Même si elles doivent se donner des coups de poing, deux personnes qui font des choses ensemble doivent se parler, s’expliquer pour se comprendre… Awadi et moi étions vraiment des amis, des frères… Je crois qu’à un moment donné le business l’a emporté sur ces liens qui existaient entre nous…. Le buisiness et les « amis » dans et hors du possee…Aujourd’hui on se croise de temps à autre, parfois on s’appelle…

L’Argent…

« J’en ai gagné beaucoup à un certain moment… Mais j’en ai aussi beaucoup dépensé.
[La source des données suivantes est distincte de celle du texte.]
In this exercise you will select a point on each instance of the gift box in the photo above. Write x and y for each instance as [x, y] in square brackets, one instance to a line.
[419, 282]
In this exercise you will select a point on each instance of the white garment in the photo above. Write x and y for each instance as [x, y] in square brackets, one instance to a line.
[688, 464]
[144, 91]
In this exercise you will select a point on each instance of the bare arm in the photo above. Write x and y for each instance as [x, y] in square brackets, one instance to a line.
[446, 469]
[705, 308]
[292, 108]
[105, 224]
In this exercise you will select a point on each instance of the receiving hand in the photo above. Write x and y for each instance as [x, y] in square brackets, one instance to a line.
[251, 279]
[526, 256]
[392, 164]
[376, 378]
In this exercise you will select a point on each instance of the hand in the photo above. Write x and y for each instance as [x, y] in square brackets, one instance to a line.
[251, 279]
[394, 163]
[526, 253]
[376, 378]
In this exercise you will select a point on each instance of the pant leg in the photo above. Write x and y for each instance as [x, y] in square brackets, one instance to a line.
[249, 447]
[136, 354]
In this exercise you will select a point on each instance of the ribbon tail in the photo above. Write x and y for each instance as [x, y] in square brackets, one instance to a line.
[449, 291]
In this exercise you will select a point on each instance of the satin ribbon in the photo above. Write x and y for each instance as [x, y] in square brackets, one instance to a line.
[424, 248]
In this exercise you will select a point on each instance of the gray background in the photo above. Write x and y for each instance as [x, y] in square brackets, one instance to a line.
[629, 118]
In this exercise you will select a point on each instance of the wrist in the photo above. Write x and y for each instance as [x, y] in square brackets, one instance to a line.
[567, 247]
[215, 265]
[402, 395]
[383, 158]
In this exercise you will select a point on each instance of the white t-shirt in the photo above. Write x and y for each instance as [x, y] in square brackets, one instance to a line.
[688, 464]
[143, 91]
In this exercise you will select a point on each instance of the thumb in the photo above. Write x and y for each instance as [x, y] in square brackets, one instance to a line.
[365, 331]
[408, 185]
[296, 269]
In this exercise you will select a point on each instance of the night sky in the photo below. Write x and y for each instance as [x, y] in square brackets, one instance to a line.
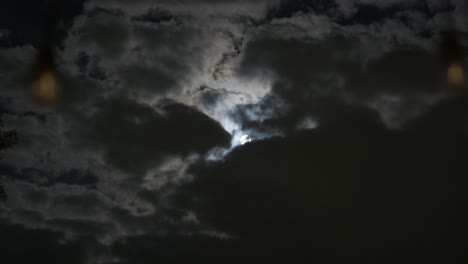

Mais contrairement aux rumeurs qui circulent, je n’en ai pas claqué à tort et à travers pour mes besoins perso, non, j’ai aidé pas mal de gens… J’ai été un peu « trop bon, trop con ! » et je me suis fais arnaquer… Heureusement, il me restait tout de même quelques deniers pour mettre en route certaines choses… Aujourd’hui Alhamduliah, je m’occupe bien de ma fille, de ma mère et de ma famille, je ne me pleins pas…

L’Amour…

Si il existe une chose qui ne s’achète pas, c’est bien l’amour… C’est aussi le respect, la considération… Aujourd’hui les personnes que j’aime le plus au monde sont ma mère et ma fille… J’ai été marié à une époque et je suis assez déçu de ce mariage…Si c’était à refaire, il est clair que je prendrais davantage de précautions…Il faut dire aussi que ma femme ne me voyait pas souvent et ça ne devait pas être drôle tous les jours pour elle…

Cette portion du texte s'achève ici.